Key - Corporate

Financial Solutions > International & FX > Opening a Letter of Credit

Opening a Letter of Credit

Key's Global Trade Services Group assists clients in all technical aspects of letter of credit transactions. We issue letters of credit on behalf of clients who import goods and services to the United States, assuring payment to their suppliers upon presentation of documents in compliance with the terms of the letter of credit. Through the letter of credit arrangement, we actually substitute our own credit for that of the client, and then pay the seller for goods and services rendered. When payment is made, we debit the client's account.

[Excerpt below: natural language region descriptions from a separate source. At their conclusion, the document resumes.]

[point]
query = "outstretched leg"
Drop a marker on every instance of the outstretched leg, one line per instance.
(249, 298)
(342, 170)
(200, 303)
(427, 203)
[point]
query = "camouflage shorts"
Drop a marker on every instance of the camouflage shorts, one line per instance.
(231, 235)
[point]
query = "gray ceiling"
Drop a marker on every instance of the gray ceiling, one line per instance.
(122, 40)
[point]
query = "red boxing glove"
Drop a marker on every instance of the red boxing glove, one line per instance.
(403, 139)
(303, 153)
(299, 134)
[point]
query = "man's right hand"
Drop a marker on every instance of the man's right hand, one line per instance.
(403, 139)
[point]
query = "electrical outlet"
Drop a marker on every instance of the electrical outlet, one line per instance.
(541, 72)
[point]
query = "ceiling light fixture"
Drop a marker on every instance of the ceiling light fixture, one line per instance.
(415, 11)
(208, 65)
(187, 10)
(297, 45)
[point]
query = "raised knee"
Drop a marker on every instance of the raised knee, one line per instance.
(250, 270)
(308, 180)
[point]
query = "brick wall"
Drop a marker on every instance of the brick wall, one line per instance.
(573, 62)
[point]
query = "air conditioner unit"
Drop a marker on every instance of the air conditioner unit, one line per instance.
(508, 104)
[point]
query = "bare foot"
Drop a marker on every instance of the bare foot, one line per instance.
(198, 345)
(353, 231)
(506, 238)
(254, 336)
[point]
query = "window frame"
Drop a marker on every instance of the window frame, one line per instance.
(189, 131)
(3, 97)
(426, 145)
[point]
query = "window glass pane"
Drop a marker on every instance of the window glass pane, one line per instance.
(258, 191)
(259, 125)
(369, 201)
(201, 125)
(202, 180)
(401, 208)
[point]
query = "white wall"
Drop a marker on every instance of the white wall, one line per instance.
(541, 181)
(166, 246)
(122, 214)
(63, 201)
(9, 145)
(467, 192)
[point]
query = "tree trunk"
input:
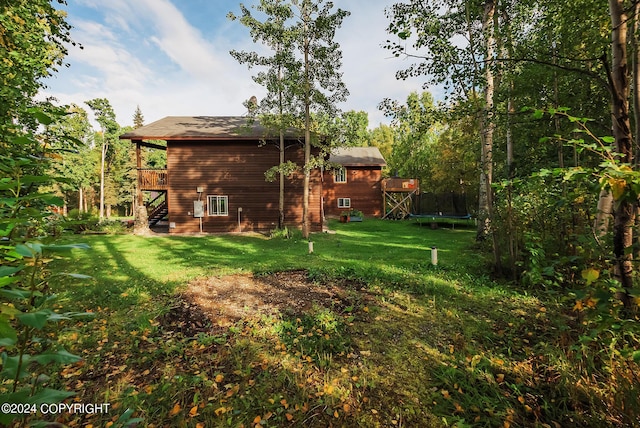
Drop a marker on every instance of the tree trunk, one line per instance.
(102, 161)
(486, 155)
(604, 213)
(281, 194)
(624, 209)
(307, 127)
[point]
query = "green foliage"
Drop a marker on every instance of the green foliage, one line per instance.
(34, 35)
(28, 340)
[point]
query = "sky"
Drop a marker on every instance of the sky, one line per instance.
(171, 58)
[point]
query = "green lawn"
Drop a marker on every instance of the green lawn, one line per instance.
(409, 344)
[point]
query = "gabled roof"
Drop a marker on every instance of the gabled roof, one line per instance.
(205, 128)
(357, 156)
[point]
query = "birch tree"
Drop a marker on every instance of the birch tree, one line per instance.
(624, 207)
(311, 61)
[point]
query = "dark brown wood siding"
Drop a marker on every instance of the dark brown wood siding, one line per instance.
(235, 169)
(363, 187)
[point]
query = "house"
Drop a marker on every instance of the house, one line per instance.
(215, 176)
(356, 183)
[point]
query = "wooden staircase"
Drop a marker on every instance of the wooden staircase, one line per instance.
(158, 213)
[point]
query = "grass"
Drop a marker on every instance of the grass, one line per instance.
(410, 344)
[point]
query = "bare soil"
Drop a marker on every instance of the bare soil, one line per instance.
(218, 302)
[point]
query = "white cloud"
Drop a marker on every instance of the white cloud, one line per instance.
(147, 53)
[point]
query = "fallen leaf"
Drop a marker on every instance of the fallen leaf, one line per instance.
(175, 410)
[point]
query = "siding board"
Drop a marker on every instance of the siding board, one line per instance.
(236, 169)
(363, 187)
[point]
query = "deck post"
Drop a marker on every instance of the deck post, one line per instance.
(139, 200)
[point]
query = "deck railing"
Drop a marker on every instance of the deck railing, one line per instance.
(153, 179)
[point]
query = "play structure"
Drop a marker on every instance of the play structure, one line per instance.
(397, 196)
(403, 199)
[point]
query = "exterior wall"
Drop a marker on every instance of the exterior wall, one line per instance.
(363, 187)
(235, 169)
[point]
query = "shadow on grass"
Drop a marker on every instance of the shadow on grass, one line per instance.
(418, 344)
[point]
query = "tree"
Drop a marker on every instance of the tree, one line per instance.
(277, 109)
(383, 138)
(138, 118)
(304, 72)
(434, 29)
(106, 117)
(416, 131)
(71, 135)
(624, 207)
(32, 46)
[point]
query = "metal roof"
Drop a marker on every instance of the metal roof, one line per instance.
(357, 156)
(205, 128)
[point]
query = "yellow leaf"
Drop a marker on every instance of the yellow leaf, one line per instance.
(175, 410)
(590, 275)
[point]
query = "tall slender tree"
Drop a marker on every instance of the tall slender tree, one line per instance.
(277, 109)
(109, 128)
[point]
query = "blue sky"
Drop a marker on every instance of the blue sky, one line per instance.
(171, 57)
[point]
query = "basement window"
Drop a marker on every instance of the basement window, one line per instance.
(218, 205)
(340, 175)
(344, 202)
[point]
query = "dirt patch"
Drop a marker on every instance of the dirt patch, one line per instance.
(213, 302)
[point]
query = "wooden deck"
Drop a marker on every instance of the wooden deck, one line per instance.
(153, 179)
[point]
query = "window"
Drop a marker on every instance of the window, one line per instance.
(344, 202)
(218, 205)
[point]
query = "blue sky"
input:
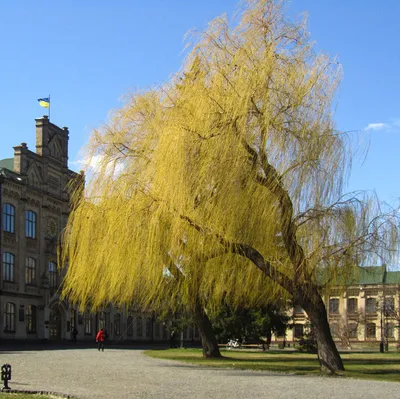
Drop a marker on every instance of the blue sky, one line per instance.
(88, 54)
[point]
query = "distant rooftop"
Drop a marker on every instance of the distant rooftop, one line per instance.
(7, 163)
(367, 275)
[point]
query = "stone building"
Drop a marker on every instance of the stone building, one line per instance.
(363, 312)
(34, 201)
(35, 208)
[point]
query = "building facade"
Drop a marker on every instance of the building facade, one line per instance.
(34, 200)
(364, 312)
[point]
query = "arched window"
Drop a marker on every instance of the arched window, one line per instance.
(389, 330)
(8, 218)
(370, 305)
(129, 330)
(30, 319)
(30, 224)
(117, 324)
(8, 266)
(148, 326)
(87, 321)
(9, 317)
(371, 330)
(30, 271)
(139, 327)
(52, 274)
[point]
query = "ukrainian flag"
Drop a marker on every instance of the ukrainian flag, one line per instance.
(44, 102)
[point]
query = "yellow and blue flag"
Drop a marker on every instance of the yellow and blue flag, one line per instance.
(44, 102)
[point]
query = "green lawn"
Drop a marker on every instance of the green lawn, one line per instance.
(367, 365)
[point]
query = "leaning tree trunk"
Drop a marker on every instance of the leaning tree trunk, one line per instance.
(208, 340)
(328, 354)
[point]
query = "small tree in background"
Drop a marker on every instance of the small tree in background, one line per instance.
(249, 325)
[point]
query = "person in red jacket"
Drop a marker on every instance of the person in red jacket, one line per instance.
(100, 337)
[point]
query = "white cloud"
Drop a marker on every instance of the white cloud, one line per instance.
(377, 126)
(93, 165)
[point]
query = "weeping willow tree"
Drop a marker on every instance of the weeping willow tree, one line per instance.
(225, 184)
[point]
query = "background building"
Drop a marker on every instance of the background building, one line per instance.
(364, 311)
(34, 200)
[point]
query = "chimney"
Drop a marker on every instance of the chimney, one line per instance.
(19, 158)
(42, 136)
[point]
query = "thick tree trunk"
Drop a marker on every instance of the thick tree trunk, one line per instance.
(208, 340)
(328, 354)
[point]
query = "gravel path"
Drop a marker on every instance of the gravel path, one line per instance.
(128, 373)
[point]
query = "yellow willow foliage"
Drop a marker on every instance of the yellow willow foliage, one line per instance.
(238, 148)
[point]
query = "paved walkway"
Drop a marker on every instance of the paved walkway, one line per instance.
(128, 373)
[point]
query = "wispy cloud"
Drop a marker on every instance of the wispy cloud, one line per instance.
(93, 165)
(377, 126)
(390, 126)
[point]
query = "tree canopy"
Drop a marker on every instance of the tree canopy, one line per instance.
(225, 183)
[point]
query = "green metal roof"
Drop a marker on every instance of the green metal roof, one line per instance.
(371, 275)
(7, 163)
(393, 278)
(367, 275)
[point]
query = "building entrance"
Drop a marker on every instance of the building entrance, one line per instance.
(55, 324)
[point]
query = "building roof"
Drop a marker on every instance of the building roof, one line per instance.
(367, 275)
(7, 163)
(371, 275)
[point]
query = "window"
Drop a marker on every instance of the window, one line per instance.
(389, 330)
(30, 271)
(371, 330)
(30, 224)
(117, 324)
(334, 305)
(30, 319)
(9, 317)
(52, 274)
(334, 330)
(87, 322)
(298, 309)
(8, 266)
(352, 305)
(157, 328)
(370, 305)
(9, 218)
(129, 331)
(73, 318)
(353, 333)
(148, 327)
(102, 320)
(298, 330)
(388, 306)
(139, 327)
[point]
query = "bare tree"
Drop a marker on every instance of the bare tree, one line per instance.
(234, 170)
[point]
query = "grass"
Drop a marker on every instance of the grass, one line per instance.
(365, 365)
(25, 396)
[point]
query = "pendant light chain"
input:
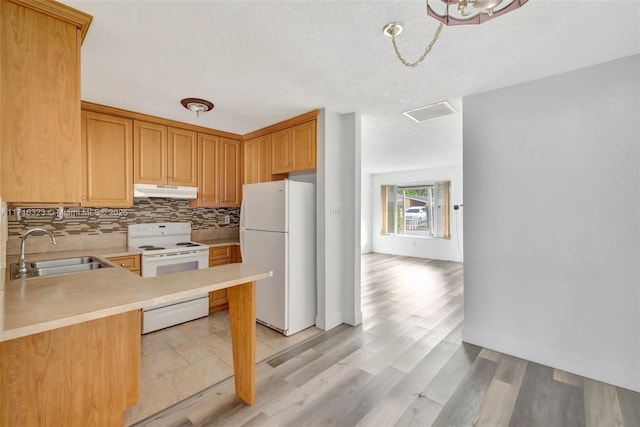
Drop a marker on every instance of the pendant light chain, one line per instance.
(426, 51)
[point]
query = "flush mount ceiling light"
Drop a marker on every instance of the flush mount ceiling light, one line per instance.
(197, 105)
(470, 12)
(430, 112)
(467, 12)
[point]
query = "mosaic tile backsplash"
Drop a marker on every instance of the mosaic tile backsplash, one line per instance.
(96, 221)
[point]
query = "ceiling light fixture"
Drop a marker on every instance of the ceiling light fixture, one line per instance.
(468, 12)
(197, 105)
(471, 12)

When opening a letter of credit, the wording in the letter of credit should be specific, but not too detailed. The more detailed a letter of credit is, the more likely the seller will reject it, as its terms may be too difficult to meet. Likewise, the buyer should define in detail what is being shipped and purchased. In specifying documents required by the seller, it is important to specify those that are required for customs clearance and those that correspond to the agreement, format purchase order, or sales contract agreed to between buyer and seller.

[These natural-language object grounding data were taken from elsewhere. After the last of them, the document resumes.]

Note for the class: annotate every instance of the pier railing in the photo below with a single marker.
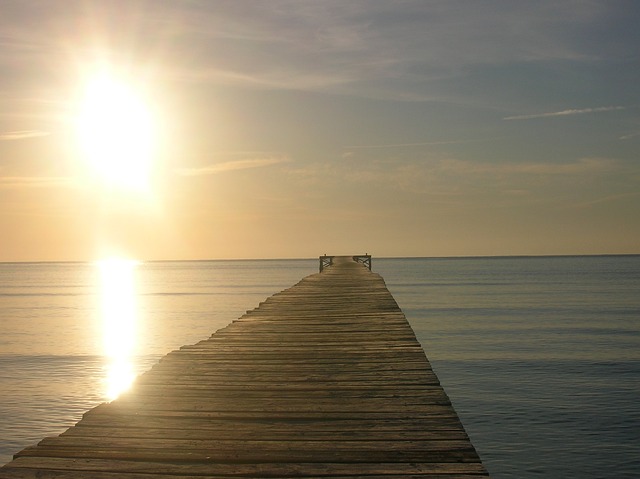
(326, 261)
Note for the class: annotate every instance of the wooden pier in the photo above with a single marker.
(325, 379)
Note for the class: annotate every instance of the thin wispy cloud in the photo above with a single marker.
(232, 166)
(21, 135)
(582, 111)
(36, 182)
(407, 145)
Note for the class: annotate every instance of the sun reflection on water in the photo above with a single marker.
(119, 321)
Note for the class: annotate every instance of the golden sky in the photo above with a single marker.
(240, 129)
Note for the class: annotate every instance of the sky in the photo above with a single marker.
(291, 129)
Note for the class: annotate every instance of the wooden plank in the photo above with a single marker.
(324, 379)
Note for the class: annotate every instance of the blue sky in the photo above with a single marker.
(297, 128)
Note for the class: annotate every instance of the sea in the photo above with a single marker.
(540, 356)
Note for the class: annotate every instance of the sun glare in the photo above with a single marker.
(119, 318)
(115, 131)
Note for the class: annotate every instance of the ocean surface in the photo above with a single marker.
(539, 355)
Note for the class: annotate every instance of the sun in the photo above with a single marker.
(115, 131)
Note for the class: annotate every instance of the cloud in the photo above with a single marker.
(565, 113)
(232, 166)
(36, 182)
(22, 134)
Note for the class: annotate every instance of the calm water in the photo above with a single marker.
(540, 356)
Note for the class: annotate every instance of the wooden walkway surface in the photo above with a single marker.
(325, 379)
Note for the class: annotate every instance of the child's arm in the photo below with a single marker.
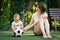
(13, 27)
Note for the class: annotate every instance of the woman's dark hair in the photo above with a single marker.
(42, 6)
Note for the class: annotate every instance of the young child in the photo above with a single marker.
(17, 22)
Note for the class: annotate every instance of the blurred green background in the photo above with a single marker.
(23, 7)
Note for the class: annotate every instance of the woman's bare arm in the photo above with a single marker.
(31, 24)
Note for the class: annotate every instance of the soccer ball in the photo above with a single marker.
(18, 32)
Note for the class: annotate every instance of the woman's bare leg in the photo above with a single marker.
(37, 30)
(47, 28)
(42, 28)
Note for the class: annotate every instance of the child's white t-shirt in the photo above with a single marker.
(17, 24)
(34, 16)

Typical Documentation Required

  • Bill of Lading (a.k.a. title document, since possession of an original bill of lading is equivalent to having the title of the goods in possession of the holder)
  • Commercial Invoice
  • Consular Invoice
  • Certificate of Origin
  • Draft (a.k.a. Bill of Exchange)

Other documents may include an Inspection Certificate and advice from the shipper regarding shipment information.

Irrevocable Credits

Documentary, or trade, letters of credit are usually irrevocable credits. The credit can be confirmed or unconfirmed, depending on the:

  • Generally accepted payment terms in the buyer's country
  • Amount of the goods covered by the credit
  • Demand for the goods
  • Degree of country risk the exporter is willing to take

To apply for a letter of credit to be opened, the importer needs to have a credit line with a bank and complete a letter of credit application.

Application Definitions

The letter of credit application should containing the following information:

  • Beneficiary — Indicate the company name and complete address of the exporter.
  • Amount — State the actual amount of the credit, including any freight or insurance costs as agreed to by both parties. Approximate or 'about' amounts are used to indicate an acceptable level of 10 percent plus or minus the stated amount.
  • Validity or Expiry Date — Indicate the time required by the exporter to prepare the shipment and the necessary documents for presentation to the bank.
  • Advising Bank or Beneficiary's Bank — It is optional to indicate the exporter's bank. This may be left blank so that the issuing bank can freely select an advising bank. If the exporter specified a particular advising bank, it is customary that the buyer lists this bank on the letter of credit application.
  • Tenor or Payment Availability — The tenor of the credit determines when payment is available. Sight drafts call for payment upon shipment and examination of compliant documents. Time drafts or deferred payment may be used as agreed to in advance between buyer and seller, which allow for a specified period of time to elapse from shipment to payment.
  • Required Documents — The documents required for the buyer specifies presentation and payment to the exporter.
  • Description of Goods — This should be a short, concise description of the goods being shipped including quantity. If the credit allows for an approximate amount, it is acceptable that the goods shipped be plus or minus 10 percent in quantity as well.
  • Other Conditions to Fulfill — State any additional conditions required by the exporter. If the credit is transferable, it will be indicated in this section of the letter of credit application.